We can get an indication of market expectations by looking at the P/E ratio. The image below shows that Zardoya Otis has a lower P/E than the average (22.8) P/E for companies in the machinery industry.

BME:ZOT Price Estimation Relative to Market, September 10th 2019
BME:ZOT Price Estimation Relative to Market, September 10th 2019

This suggests that market participants think Zardoya Otis will underperform other companies in its industry. Since the market seems unimpressed with Zardoya Otis, it's quite possible it could surprise on the upside. You should delve deeper. I like to check if company insiders have been buying or selling.

How Growth Rates Impact P/E Ratios

When earnings fall, the 'E' decreases, over time. That means even if the current P/E is low, it will increase over time if the share price stays flat. A higher P/E should indicate the stock is expensive relative to others -- and that may encourage shareholders to sell.

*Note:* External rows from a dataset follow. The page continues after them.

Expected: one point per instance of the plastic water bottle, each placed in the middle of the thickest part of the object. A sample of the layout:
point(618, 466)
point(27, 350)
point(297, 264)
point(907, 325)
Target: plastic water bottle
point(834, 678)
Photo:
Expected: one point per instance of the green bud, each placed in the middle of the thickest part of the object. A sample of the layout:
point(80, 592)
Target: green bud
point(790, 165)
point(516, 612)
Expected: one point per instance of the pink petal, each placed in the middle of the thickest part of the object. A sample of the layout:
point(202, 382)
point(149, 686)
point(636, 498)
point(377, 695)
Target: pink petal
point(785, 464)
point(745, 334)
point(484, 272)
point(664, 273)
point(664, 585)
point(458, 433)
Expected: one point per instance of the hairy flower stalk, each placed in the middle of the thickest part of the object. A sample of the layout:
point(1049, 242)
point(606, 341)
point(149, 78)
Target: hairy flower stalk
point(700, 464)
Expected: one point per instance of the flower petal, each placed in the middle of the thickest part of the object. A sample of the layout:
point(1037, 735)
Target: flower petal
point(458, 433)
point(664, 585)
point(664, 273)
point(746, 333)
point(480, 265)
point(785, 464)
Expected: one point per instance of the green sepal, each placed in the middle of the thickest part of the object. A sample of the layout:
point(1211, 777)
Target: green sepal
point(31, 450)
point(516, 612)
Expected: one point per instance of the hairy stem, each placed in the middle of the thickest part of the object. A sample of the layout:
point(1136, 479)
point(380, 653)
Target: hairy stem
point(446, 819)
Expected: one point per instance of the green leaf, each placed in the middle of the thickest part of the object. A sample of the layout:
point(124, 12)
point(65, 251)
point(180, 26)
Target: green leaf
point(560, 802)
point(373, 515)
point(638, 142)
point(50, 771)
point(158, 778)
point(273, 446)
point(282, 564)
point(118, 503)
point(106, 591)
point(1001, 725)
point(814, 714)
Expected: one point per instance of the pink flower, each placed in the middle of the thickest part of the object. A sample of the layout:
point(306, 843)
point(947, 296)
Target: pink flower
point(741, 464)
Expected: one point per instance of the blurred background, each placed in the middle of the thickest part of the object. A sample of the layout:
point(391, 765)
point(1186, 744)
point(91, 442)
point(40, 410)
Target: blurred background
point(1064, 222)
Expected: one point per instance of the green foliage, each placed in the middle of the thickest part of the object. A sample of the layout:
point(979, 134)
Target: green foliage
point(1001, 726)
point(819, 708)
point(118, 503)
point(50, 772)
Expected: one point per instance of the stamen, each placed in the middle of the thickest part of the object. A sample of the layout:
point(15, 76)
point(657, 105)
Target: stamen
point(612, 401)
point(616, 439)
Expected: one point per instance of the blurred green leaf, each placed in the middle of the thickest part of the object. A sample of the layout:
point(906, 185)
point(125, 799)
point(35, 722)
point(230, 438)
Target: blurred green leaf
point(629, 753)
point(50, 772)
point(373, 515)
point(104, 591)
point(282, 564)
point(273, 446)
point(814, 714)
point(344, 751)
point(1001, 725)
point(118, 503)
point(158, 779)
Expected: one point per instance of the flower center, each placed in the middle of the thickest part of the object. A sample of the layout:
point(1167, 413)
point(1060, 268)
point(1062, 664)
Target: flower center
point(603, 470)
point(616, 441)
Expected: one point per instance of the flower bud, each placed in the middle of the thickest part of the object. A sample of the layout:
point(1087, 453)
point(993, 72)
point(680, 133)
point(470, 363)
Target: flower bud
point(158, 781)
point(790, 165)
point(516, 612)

Zardoya Otis shrunk earnings per share by 3.8% last year. And it has shrunk its earnings per share by 2.2% per year over the last three years. This growth rate might warrant a low P/E ratio. So you wouldn't expect a very high P/E.

Remember: P/E Ratios Don't Consider The Balance Sheet

It's important to note that the P/E ratio considers the market capitalization, not the enterprise value. That means it doesn't take debt or cash into account. In theory, a company can lower its future P/E ratio by using cash or debt to invest in growth.

While growth expenditure doesn't always pay off, the point is that it is a good option to have; but one that the P/E ratio ignores.

Zardoya Otis's Balance Sheet

Zardoya Otis has net cash of €58m. That should lead to a higher P/E than if it did have debt, because its strong balance sheets gives it more options.

The Bottom Line On Zardoya Otis's P/E Ratio

Zardoya Otis trades on a P/E ratio of 20.8, which is above its market average of 16.7. The recent drop in earnings per share might keep value investors away, but the healthy balance sheet means the company retains potential for future growth. If fails to eventuate, the current high P/E could prove to be temporary, as the share price falls.

Investors should be looking to buy stocks that the market is wrong about. People often underestimate remarkable growth -- so investors can make money when fast growth is not fully appreciated. So this free report on the analyst consensus forecasts could help you make a master move on this stock.

You might be able to find a better buy than Zardoya Otis. If you want a selection of possible winners, check out this free list of interesting companies that trade on a P/E below 20 (but have proven they can grow earnings).

We aim to bring you long-term focused research analysis driven by fundamental data. Note that our analysis may not factor in the latest price-sensitive company announcements or qualitative material.

If you spot an error that warrants correction, please contact the editor at editorial-team@simplywallst.com. This article by Simply Wall St is general in nature. It does not constitute a recommendation to buy or sell any stock, and does not take account of your objectives, or your financial situation. Simply Wall St has no position in the stocks mentioned. Thank you for reading.